Action knowledge for video captioning with graph neural networks

Autor:	Willy Fitra Hendria, Vania Velda, Bahy Helmi Hartoyo Putra, Fikriansyah Adzaka, Cheol Jeong
Jazyk:	angličtina
Rok vydání:	2023
Předmět:	Graph neural networks Video captioning Visual representation Electronic computers. Computer science QA75.5-76.95
Zdroj:	Journal of King Saud University: Computer and Information Sciences, Vol 35, Iss 4, Pp 50-62 (2023)
Druh dokumentu:	article
ISSN:	1319-1578
DOI:	10.1016/j.jksuci.2023.03.006
Popis:	Many existing video captioning methods capture action information in the video by exploiting features extracted from an action recognition model. However, directly using the action features without object-specific representation may not well capture the object interactions. Consequently, the generated captions may not be accurate enough in describing the action and the object in the scenes. To address this issue, we propose to incorporate the action features as the edge features in a graph neural network where the nodes represent objects, thereby capturing a finer visual representation of object-action-object relationships. Previous graph-based video captioning methods commonly relied on a pretrained object detection model to create the node representations. The object detection model, however, may miss detecting some important objects.

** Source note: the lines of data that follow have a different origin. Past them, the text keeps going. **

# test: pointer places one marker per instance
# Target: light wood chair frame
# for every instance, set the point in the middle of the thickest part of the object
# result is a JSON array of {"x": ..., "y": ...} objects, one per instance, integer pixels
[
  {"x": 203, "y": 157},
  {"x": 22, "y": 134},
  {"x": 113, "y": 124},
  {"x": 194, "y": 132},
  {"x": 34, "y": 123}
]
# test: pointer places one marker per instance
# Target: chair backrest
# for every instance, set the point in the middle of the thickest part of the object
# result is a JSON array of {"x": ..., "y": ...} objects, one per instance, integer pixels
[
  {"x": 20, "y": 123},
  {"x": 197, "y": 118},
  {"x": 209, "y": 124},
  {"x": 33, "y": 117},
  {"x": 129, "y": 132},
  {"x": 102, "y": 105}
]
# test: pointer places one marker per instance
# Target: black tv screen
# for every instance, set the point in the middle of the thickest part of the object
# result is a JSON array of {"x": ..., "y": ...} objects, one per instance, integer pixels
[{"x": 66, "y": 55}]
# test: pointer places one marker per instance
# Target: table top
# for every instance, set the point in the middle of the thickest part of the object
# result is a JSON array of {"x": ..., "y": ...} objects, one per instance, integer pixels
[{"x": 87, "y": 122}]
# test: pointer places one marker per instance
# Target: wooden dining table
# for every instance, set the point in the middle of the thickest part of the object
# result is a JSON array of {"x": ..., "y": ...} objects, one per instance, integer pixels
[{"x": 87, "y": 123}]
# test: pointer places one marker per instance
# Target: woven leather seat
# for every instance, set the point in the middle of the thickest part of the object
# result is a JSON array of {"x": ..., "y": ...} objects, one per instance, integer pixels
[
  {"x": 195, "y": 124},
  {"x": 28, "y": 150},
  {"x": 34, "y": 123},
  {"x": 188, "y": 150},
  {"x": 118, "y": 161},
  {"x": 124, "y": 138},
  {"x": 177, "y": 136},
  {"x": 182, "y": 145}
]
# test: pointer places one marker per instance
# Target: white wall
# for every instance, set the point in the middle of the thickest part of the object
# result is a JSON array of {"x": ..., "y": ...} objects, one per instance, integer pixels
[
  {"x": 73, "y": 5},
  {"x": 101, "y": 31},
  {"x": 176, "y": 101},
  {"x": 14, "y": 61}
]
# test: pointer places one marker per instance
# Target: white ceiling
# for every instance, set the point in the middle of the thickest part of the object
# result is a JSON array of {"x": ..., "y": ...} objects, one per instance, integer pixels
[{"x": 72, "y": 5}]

To alleviate this problem, we further introduce a grid-based node representation where the nodes are represented by the features extracted from grids of video frames. Using this representation, the important objects in the scenes are captured more thoroughly. To avoid adding any complexity during inference, the knowledge of the proposed graph is transferred to another neural network via knowledge distillation. Our proposed method achieved state-of-the-art results on two popular video captioning datasets, i.e., MSVD and MSR-VTT, on all metrics. The code of our proposed method is available at https://github.com/Sejong-VLI/V2T-Action-Graph-JKSUCIS-2023.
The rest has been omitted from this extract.